Saturday, October 15, 2005

 

Oneida: The Wedding Review




Oneida has never been a band that fits neatly in any defined genre of music (which seems to have become a genre in itself), but for the few people out there that have become accustomed to their particular brand of somehow consistent mind-bending psycho-rock, this latest offering will come as something of surprise even to their more ardent fans. Don’t get me wrong, The Wedding still offers the same kind of intelligent garage freak outs as their previous success, Secret Wars, only this time with strings.

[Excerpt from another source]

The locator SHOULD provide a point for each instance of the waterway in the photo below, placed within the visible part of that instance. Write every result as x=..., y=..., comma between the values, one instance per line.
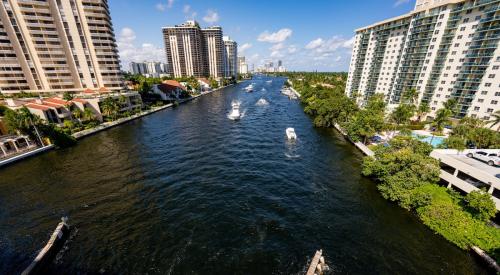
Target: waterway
x=188, y=191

Before I had heard anything of The Wedding I was lucky enough to attend a more-or-less private performance of a few of the new songs with a string quartet, and afterwards I was dumbfounded, unable to comprehend how a band who on a recent album, hammered my brain to the point of explosion with a 15 minute song of nothing but the same chords being mashed over and over, were now sitting before me singing softly against short and melodic string compositions. But alas, it is true and it is wonderful.

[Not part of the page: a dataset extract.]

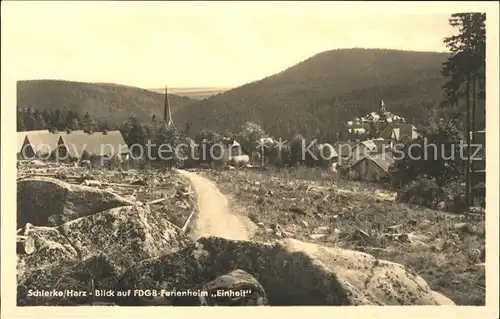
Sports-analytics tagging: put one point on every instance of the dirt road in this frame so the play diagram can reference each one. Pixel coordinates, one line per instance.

The Wedding is adventurous in a way that only Oneida seems to be these days. It contains pretty string and voice sections on “The Eiger” , soaring guitar solos on “Did I Die” and perhaps the only Oneida song that could ever be likened to a Postal Service song, “High Life”, and yet it all works beautifully together in an experiment just creative and ambitious enough not to piss me off. While it does have its slow points, there’s hardly a moment of dullness. Whether or not you’re familiar with the rest of Oneida’s vast catalog, or even because you are, The Wedding will be one of those albums that isn’t just an interesting listen but a highly repeated listen as well.